Investing in the Other Country Down Under

NEW YORK (TheStreet) -- There has been a lot of attention paid recently to what impact a possible slowdown in China might do to the Australian economy and stock market. The Australian resource boom has obviously relied heavily on China's need for resources in order to build up and out its infrastructure as it modernizes the country.

In the last week or two there have been reports of corporate earnings slowing down and debate in the press from government officials as to the immediate prospects for the Aussie economy as concerns of a slowdown in China increase.

This creates visibility for poor relative returns and the possible need for alternatives including New Zealand, which can be accessed through the iShares MSCI New Zealand Investable Market Index Fund ( ENZL).

New Zealand is often lumped in as being the same type of resource-rich country as Australia, which is not precisely correct. Australia exports commodities that are mined from underground. New Zealand's exports are agricultural and grown above ground including food exported to China, mostly milk, through a free trade agreement.

This is an important distinction because demand for food is far less likely to be affected by a slowdown in China than demand for iron ore and other building materials.

In the face of a cyclical slowdown it makes sense to rotate into a less-cyclically sensitive country like New Zealand. When it appears as though the economy has troughed, it would make sense to rotate back into Australia, the more cyclical market.

Investors interested in isolating this effect in their portfolios could do so with ENZL, which is reasonably well diversified at the sector level with a tilt to defensive sectors. Telecom is the largest sector at 23% followed by materials at 17%, consumer discretionary 15%, industrials 14% and utilities 11% with the remaining sectors having smaller weightings.
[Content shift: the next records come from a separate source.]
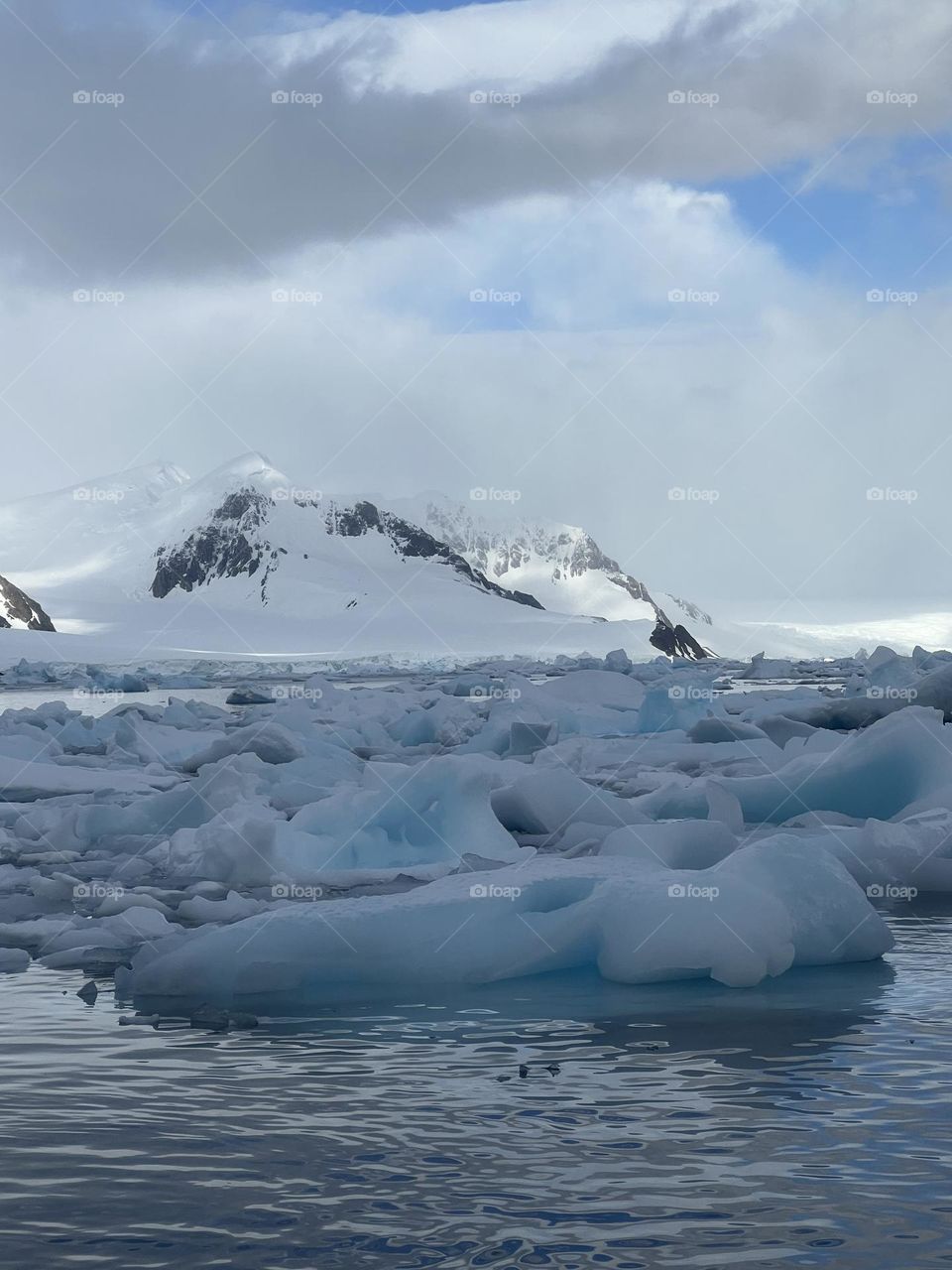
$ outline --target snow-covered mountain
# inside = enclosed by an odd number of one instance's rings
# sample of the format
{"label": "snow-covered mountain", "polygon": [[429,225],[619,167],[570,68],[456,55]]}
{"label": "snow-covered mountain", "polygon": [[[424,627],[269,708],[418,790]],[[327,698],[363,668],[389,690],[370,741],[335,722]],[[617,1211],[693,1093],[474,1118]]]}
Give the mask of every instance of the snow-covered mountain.
{"label": "snow-covered mountain", "polygon": [[0,575],[0,630],[55,631],[50,616],[36,599]]}
{"label": "snow-covered mountain", "polygon": [[297,488],[253,453],[198,480],[146,465],[22,499],[0,507],[0,541],[60,631],[133,655],[703,655],[584,531],[539,522],[484,545],[444,521]]}
{"label": "snow-covered mountain", "polygon": [[[442,538],[487,578],[531,592],[546,608],[605,621],[660,618],[671,627],[678,622],[711,626],[710,615],[697,605],[649,589],[575,525],[505,514],[499,503],[473,498],[467,505],[442,494],[390,505]],[[698,634],[703,641],[703,631]]]}

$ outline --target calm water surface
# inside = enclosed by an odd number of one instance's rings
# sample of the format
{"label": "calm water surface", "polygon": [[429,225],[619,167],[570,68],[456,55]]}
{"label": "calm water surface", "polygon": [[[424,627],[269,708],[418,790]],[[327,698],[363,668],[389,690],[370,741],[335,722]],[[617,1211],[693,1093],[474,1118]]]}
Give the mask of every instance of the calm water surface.
{"label": "calm water surface", "polygon": [[763,989],[579,979],[228,1035],[0,977],[0,1260],[952,1266],[952,907],[904,909],[886,961]]}

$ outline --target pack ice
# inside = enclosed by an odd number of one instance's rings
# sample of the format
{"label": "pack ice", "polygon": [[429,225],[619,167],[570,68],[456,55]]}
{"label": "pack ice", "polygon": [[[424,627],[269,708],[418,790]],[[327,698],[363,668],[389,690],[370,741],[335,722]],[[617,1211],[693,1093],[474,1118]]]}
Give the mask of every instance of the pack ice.
{"label": "pack ice", "polygon": [[777,669],[561,658],[6,710],[0,970],[260,1003],[877,958],[883,904],[952,889],[952,655]]}

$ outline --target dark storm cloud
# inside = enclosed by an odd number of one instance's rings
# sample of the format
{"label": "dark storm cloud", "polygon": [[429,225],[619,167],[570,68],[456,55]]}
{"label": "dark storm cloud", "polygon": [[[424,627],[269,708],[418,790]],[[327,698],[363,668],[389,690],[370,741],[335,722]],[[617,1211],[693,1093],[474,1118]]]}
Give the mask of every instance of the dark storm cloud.
{"label": "dark storm cloud", "polygon": [[[923,5],[913,20],[895,6],[815,9],[823,28],[798,11],[763,22],[751,39],[758,9],[736,6],[650,50],[619,30],[574,79],[462,75],[452,89],[419,91],[411,72],[400,88],[373,86],[374,76],[358,86],[358,55],[362,66],[383,66],[399,52],[404,28],[386,18],[358,39],[343,25],[320,53],[279,69],[273,43],[245,30],[236,38],[203,8],[152,44],[174,14],[137,25],[126,6],[103,4],[95,22],[86,13],[77,24],[50,0],[14,0],[0,9],[0,110],[10,121],[0,250],[27,284],[267,277],[310,243],[439,226],[506,198],[595,188],[619,170],[708,182],[823,161],[859,130],[942,124],[952,13]],[[895,38],[883,38],[890,29]],[[522,100],[471,103],[473,89],[493,88]],[[322,100],[274,104],[282,90]],[[869,104],[875,90],[914,91],[918,103]],[[673,91],[720,100],[673,104]],[[77,104],[75,93],[107,99]],[[117,93],[124,100],[114,107]]]}

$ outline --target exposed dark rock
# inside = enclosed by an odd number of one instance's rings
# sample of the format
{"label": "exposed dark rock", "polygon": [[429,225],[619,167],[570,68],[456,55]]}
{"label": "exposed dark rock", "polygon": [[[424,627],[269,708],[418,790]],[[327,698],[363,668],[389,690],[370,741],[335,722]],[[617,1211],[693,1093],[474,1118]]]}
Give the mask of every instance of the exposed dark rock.
{"label": "exposed dark rock", "polygon": [[23,622],[30,631],[56,631],[50,615],[43,612],[36,599],[0,577],[0,627],[9,630],[14,622]]}
{"label": "exposed dark rock", "polygon": [[711,657],[711,653],[698,644],[687,627],[671,626],[670,622],[665,622],[660,617],[649,639],[666,657],[689,657],[696,662]]}
{"label": "exposed dark rock", "polygon": [[369,530],[377,530],[390,538],[397,555],[405,559],[442,560],[471,585],[479,587],[480,591],[487,591],[501,599],[514,599],[517,605],[527,605],[529,608],[542,608],[534,596],[529,596],[524,591],[506,591],[505,587],[490,582],[484,573],[473,569],[446,542],[434,538],[432,533],[421,530],[418,525],[411,525],[409,521],[393,516],[392,512],[381,512],[373,503],[363,502],[343,511],[334,509],[327,513],[326,522],[329,533],[340,533],[343,537],[350,538],[359,537]]}

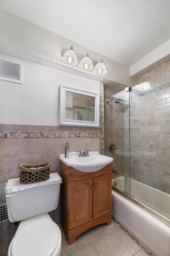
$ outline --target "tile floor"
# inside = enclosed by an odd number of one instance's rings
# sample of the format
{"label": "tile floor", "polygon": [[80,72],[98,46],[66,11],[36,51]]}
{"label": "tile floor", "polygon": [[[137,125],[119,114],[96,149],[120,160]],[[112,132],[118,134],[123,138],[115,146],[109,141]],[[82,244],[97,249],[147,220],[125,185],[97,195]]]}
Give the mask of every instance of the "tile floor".
{"label": "tile floor", "polygon": [[[148,256],[140,245],[113,220],[109,226],[102,224],[86,231],[70,245],[67,244],[61,225],[58,225],[62,235],[60,256]],[[7,244],[5,248],[0,248],[0,256],[7,256],[8,245]]]}
{"label": "tile floor", "polygon": [[148,256],[140,246],[117,223],[102,224],[86,231],[69,245],[61,226],[60,256]]}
It is also worth noting that ENZL has only a 9% weight in financials compared to 47% in financials for the iShares MSCI Australia Index Fund ( EWA), which is more evidence that ENZL could fare much better than Australia during a bear market, as was the case in 2008.

The largest holding in ENZL, at 17%, is Telecom Corp of New Zealand ( NZTCY). NZTCY has a long track record of generous dividends but it fared poorly during the bear market of 2008.

Since then, however, some then-unknown issues involving competition have been resolved and the company spun off its infrastructure division into its own publicly traded company, Chorus Ltd, which has a 4.3% weight in the fund.

Fletcher Building has a 15% weighting in the fund. The company is probably a less familiar name but it makes the kind of construction materials that will be needed to rebuild Christchurch from its earthquake of 18 months ago.

As mentioned above, New Zealand equities are generally high-yielding, and this is reflected in ENZL's payout of 6.67% on a trailing basis. This does not ensure that the yield in the future will be that high but does offer a reasonable basis for expecting a yield that exceeds most broad domestic ETFs.

At the time of publication the author had no position in the stocks mentioned.